Robotic, or natural? “It sounds robotic” usually means one of two opposite things: too much instability (buzzy, artifacted) or — more often with modern neural TTS — too little. Real vocal folds are never perfectly periodic. Strip out all the micro-variation and the result lands in the uncanny valley: clean, but lifeless.

We measure that with jitter (cycle-to-cycle pitch wobble), shimmer (amplitude wobble), and harmonics-to-noise ratio, extracted with a Praat pipeline. The trick is the reference. Clinical jitter/shimmer bands come from sustained vowels held in a lab and reject every real-world recording — including real humans reading the same script. So we recomputed the natural band from 50 utterances across 24 human audiobook speakers, measured with the identical pipeline. A voice that sits below the human band — lower jitter, lower shimmer, suspiciously high HNR — isn’t “better.” It’s too clean. That’s the synthetic tell: not noise, but the absence of the imperfection that makes a voice read as alive.

Prosody: is the pitch alive, or flat?

The axis listeners feel first, and name last, is prosody. A voice can clear the gate and sit inside the natural band and still sound dead — because its pitch barely moves. So we track the fundamental-frequency (F0) contour over the utterance and measure how much it actually varies.
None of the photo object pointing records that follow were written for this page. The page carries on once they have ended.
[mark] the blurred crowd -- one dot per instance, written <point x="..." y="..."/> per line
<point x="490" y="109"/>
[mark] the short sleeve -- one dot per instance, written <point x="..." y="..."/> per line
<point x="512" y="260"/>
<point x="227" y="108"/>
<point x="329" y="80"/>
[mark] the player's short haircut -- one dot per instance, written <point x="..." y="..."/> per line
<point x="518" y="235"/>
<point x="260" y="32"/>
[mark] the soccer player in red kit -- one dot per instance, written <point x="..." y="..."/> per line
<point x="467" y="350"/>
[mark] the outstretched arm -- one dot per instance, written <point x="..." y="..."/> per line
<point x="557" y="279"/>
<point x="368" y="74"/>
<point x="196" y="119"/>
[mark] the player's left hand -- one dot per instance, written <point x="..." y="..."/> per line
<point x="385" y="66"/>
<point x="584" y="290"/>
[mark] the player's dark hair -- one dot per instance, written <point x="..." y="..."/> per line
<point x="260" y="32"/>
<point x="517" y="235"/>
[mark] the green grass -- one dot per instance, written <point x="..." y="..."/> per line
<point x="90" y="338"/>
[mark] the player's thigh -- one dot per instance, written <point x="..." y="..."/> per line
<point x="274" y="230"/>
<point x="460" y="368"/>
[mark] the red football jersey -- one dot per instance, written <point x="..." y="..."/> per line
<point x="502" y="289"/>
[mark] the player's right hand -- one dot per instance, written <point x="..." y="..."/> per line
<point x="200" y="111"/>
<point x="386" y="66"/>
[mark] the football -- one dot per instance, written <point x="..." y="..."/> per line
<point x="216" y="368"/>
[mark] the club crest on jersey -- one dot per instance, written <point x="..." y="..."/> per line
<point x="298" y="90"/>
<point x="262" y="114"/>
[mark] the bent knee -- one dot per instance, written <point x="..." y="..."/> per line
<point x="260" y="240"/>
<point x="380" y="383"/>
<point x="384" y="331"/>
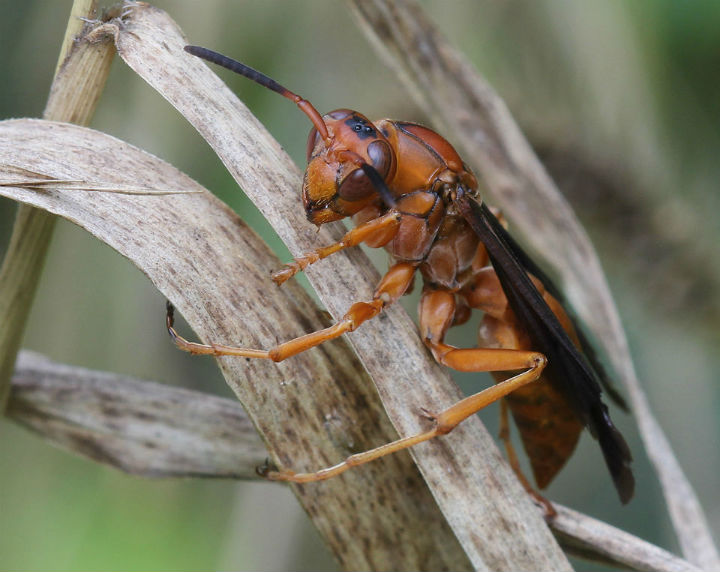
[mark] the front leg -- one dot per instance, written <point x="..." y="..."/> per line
<point x="377" y="229"/>
<point x="393" y="285"/>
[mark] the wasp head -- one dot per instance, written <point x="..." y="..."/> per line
<point x="335" y="186"/>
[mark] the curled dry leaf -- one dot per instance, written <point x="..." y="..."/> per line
<point x="140" y="427"/>
<point x="214" y="269"/>
<point x="477" y="493"/>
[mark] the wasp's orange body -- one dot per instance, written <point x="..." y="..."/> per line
<point x="408" y="191"/>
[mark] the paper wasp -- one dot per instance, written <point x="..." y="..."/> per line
<point x="408" y="190"/>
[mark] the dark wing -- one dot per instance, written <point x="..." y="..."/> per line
<point x="567" y="368"/>
<point x="529" y="265"/>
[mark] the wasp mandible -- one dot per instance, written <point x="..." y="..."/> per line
<point x="408" y="191"/>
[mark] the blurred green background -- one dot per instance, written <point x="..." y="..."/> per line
<point x="622" y="100"/>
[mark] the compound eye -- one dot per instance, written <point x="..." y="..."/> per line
<point x="380" y="155"/>
<point x="340" y="114"/>
<point x="356" y="186"/>
<point x="313" y="139"/>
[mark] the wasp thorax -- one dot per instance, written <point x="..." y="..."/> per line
<point x="336" y="186"/>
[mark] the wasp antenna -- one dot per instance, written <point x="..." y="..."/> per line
<point x="260" y="78"/>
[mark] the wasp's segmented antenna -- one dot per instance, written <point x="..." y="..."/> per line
<point x="260" y="78"/>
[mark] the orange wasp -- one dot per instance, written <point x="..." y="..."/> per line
<point x="409" y="191"/>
Pitch contour — flat monotone vs dynamic, expressive delivery

The contrast is the whole story. A flat, plateaued contour is the monotone that makes a voice feel like a kiosk. A contour that rises and falls across the sentence carries emphasis, intent, and emotion — the things that make synthetic speech feel human. The pitch-variation figure (σ) puts a number on it.

For tonal languages we go further, because there prosody is meaning, not just affect. We use %V — the proportion of each utterance that’s vocalic — which separates the syllable-timed rhythm of a tonal language from the stress-timed rhythm of English. We didn’t take that on faith: we correlated %V against native-speaker ratings and got ρ = +0.70. That earns it a place as a validated floor — below it, the rhythm reads as English wearing the language as a costume. Above it, the field is too tight for one metric to crown a winner, so we don’t pretend otherwise.

Why a profile beats a score

The honest part of this method is knowing the limits of each metric. %V is a floor, not a trophy. Some acoustic features correlate with human judgment in one language and invert in another — so where the math can’t decide, we say so and hand the verdict to a native listener rather than manufacture a number to fill the cell.

That’s the whole philosophy. One score tells you a voice is “8.4.” A profile tells you it’s intelligible, slightly too clean to feel alive, and a touch flat in its prosody — and shows you the waveform, the spectrum, and the pitch track that prove it. The first is a marketing asset. The second is something you can actually build a product on.

Figures are illustrative of the pipeline. Methodology and per-language analyzers live in the Speko benchmark repo; intelligibility uses Whisper-large-v3, acoustic features a Praat pipeline against a human baseline.